With the glove and tab and tips without catches the best loose may be obtained with the fingers extended as far as is compatible with the retention of the string; and, by applying the fingers almost diagonally to the string, a very firm grip is secured combined with much facility of liberation (fig. 46, p. 128). With the help of catches on the tips the string can be taught to rest at any intermediate point on the last joint or third phalanx of either of the fingers—it will be found more convenient here to use the word phalanx for each part of the finger, each finger having three phalanges, first, second, and third—and the most entirely different hold on the string to the one previously described is that where the fingers are almost completely curled up (fig. 45); with an active or lively loose the string may be very sharply quitted with this hold, but it is more liable to strain the fingers, unless the bow be weak, and the high-set catch, though more popular twenty years ago, is now very little used. With a strong common glove and all four fingers on the string, this extreme position has been known to contribute to first-rate scores at all the distances, and it is probably the necessary position when four fingers are used.
Fig. 45.
The intermediate position between these two extremes will probably be found the best, and this may be thus described.
The third phalanx of the middle finger should be as nearly as possible at right angles with the line of the drawn-up arrow.
The second phalanx will make an obtuse angle with the third, and the first about the same obtuse angle with the second; and these obtuse angles will vary in individual instances according to the stiffness or suppleness of the finger-joints.

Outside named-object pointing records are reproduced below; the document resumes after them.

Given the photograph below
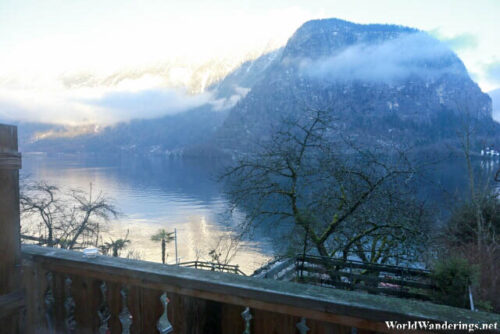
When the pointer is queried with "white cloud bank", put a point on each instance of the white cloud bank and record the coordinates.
(413, 54)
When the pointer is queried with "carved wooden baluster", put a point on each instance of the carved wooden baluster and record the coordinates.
(104, 313)
(302, 327)
(125, 315)
(163, 325)
(247, 316)
(49, 302)
(69, 307)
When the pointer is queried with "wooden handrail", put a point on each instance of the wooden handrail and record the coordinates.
(347, 308)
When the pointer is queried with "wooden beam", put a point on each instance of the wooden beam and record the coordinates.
(11, 303)
(348, 308)
(10, 244)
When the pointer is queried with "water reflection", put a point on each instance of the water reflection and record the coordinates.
(153, 193)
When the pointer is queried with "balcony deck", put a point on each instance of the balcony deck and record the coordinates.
(204, 301)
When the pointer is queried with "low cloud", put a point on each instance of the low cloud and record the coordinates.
(492, 72)
(144, 97)
(413, 54)
(226, 103)
(460, 42)
(125, 105)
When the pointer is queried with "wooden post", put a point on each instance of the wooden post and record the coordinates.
(10, 242)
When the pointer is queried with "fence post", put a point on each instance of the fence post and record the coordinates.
(10, 242)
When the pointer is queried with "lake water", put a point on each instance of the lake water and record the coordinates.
(156, 192)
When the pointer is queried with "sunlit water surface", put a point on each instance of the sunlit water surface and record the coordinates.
(157, 192)
(153, 193)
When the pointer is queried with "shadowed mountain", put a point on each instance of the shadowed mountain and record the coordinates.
(383, 83)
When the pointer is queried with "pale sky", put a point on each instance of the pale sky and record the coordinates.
(60, 59)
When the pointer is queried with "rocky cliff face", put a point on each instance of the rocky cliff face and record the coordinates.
(383, 82)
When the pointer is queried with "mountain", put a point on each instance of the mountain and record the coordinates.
(382, 82)
(495, 99)
(170, 134)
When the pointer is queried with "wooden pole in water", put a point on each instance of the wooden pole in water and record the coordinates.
(10, 230)
(176, 258)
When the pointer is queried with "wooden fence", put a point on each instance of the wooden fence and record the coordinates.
(213, 266)
(69, 293)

The back of the hand will incline slightly away from the line through the forearm, so that the line from the elbow through the wrist may be quite straight with the same line continued through the wrist to the position of the string on the fingers at A. The positions of the phalanges of the first and third fingers will vary from those of the second finger, as shown in fig. 44.
Fig. 44.
This position of the string across the fingers should be neither too near to nor too far from the tips, as too great a grip necessitates a drag or a jerk to free the fingers, besides exposing more surface to the friction of the string in passing over it; whilst an insufficient hold of the string weakens the shooter's command over it, and renders the giving way of the finger a constant occurrence. It is therefore recommended that the string be placed as nearly as possible midway between the tips and first joints of the fingers.